Architecting Cloud Native Applications
Architecting Cloud Native ApplicationsArchitecting Cloud Native Applications
Architecting Cloud Native Applications
WSO2
 

Último (20)

Repurposing LNG terminals for Hydrogen Ammonia: Feasibility and Cost Saving
Repurposing LNG terminals for Hydrogen Ammonia: Feasibility and Cost SavingRepurposing LNG terminals for Hydrogen Ammonia: Feasibility and Cost Saving
Repurposing LNG terminals for Hydrogen Ammonia: Feasibility and Cost Saving
 
AXA XL - Insurer Innovation Award Americas 2024
AXA XL - Insurer Innovation Award Americas 2024AXA XL - Insurer Innovation Award Americas 2024
AXA XL - Insurer Innovation Award Americas 2024
 
Powerful Google developer tools for immediate impact! (2023-24 C)

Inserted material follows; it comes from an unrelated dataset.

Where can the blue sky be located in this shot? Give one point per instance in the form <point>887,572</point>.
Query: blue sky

Powerful Google developer tools for immediate impact! (2023-24 C)Powerful Google developer tools for immediate impact! (2023-24 C)
Powerful Google developer tools for immediate impact! (2023-24 C)
 
2024: Domino Containers - The Next Step. News from the Domino Container commu...

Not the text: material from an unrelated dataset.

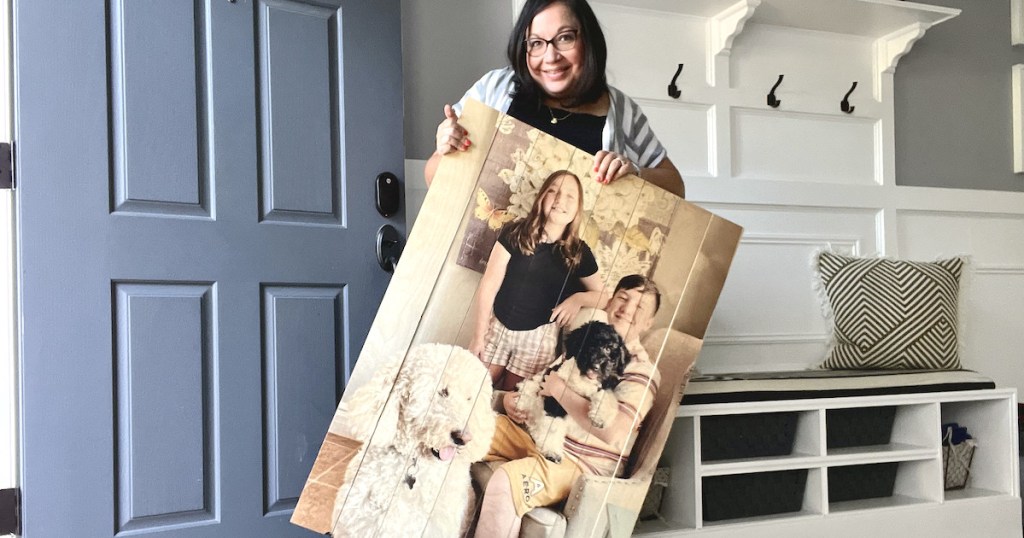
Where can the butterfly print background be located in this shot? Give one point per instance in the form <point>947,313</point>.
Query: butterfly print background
<point>625,228</point>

2024: Domino Containers - The Next Step. News from the Domino Container commu...2024: Domino Containers - The Next Step. News from the Domino Container commu...

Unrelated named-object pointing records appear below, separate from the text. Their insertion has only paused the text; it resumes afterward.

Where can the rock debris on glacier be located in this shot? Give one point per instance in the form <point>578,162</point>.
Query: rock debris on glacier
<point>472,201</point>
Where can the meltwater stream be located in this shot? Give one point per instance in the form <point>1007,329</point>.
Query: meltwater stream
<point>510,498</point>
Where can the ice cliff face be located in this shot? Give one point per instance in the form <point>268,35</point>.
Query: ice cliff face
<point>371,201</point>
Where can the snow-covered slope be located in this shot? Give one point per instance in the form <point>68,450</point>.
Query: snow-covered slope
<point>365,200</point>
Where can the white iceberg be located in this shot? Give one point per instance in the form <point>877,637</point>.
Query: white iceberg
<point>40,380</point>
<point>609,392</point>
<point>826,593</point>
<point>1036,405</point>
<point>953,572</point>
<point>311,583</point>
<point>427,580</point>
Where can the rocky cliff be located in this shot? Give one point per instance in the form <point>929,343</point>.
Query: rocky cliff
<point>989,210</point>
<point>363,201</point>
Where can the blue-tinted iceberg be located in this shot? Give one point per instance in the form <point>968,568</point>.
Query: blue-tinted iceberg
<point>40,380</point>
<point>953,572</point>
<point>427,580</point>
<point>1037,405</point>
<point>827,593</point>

2024: Domino Containers - The Next Step. News from the Domino Container commu...
 
TrustArc Webinar - Stay Ahead of US State Data Privacy Law Developments
TrustArc Webinar - Stay Ahead of US State Data Privacy Law DevelopmentsTrustArc Webinar - Stay Ahead of US State Data Privacy Law Developments
TrustArc Webinar - Stay Ahead of US State Data Privacy Law Developments
 
FWD Group - Insurer Innovation Award 2024
FWD Group - Insurer Innovation Award 2024FWD Group - Insurer Innovation Award 2024
FWD Group - Insurer Innovation Award 2024
 
AWS Community Day CPH - Three problems of Terraform
AWS Community Day CPH - Three problems of TerraformAWS Community Day CPH - Three problems of Terraform
AWS Community Day CPH - Three problems of Terraform
 
MINDCTI Revenue Release Quarter One 2024
MINDCTI Revenue Release Quarter One 2024MINDCTI Revenue Release Quarter One 2024
MINDCTI Revenue Release Quarter One 2024
 
Navi Mumbai Call Girls 🥰 8617370543 Service Offer VIP Hot Model
Navi Mumbai Call Girls 🥰 8617370543 Service Offer VIP Hot ModelNavi Mumbai Call Girls 🥰 8617370543 Service Offer VIP Hot Model
Navi Mumbai Call Girls 🥰 8617370543 Service Offer VIP Hot Model
 
Apidays Singapore 2024 - Scalable LLM APIs for AI and Generative AI Applicati...
Apidays Singapore 2024 - Scalable LLM APIs for AI and Generative AI Applicati...Apidays Singapore 2024 - Scalable LLM APIs for AI and Generative AI Applicati...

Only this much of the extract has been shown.